The UK’s new prime minister, Boris Johnson, has pledged an extra £1.8 billion cash injection to the NHS, saying that the money will go towards ‘more beds, new cutting-edge equipment and additional wards’ for various countries across the country.
An additional £1 billion boost to NHS capital spending has also been announced, allowing existing upgrade programmes to proceed and tackling the most urgent infrastructure projects.
Later this week Matt Hancock, health secretary, will also set out further changes to the NHS pension scheme to support senior doctors and GPs taking on extra shifts.
The PM claimed in a speech that he has made it his “immediate task” to make sure that frontline services have “the funding they need”, as well as making “a real difference to the lives of NHS staff, and above all, of patients.”
He went on, “The NHS is always there for us – free at the point of use for everyone in the country.
“With our doctors and nurses working tirelessly day in day out, this treasured institution truly showcases the very best of Britain.”
The one-off £1.8 billion funding is in addition to the extra £33.9 billion, the NHS is set to receive every year by 2023/24 through the Long Term Plan agreed last year.

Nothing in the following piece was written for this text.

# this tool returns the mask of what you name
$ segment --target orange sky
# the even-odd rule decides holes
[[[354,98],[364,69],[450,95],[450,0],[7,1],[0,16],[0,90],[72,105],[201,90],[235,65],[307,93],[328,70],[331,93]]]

Over £1 billion of this will be spent this year, meaning an annual increase in the NHS’s capital budget of 30%.
Danny Mortimer, deputy chief executive of the NHS Confederation and chief executive of NHS Employers mentioned that the money is “clearly welcome”, but that the PM’s “words will be meaningless without real, concrete action to back them up.”
He added that the injection is “desperately needed to modernise services and working environments and improve the quality and efficiency of patient care, and that “spending on NHS buildings, equipment and digital technology is half the OECD average and woefully inadequate.”
The 20 hospitals set to be upgraded at a cost of £850 million have been announced and include Luton & Dunstable University Hospital, Norfolk and Suffolk, Leeds Teaching Hospitals and Croydon Health Services among others.
Johnson concluded: “It’s time to face up to this challenge and make sure the NHS receives the funds it needs, to continue being the best healthcare service in the world.”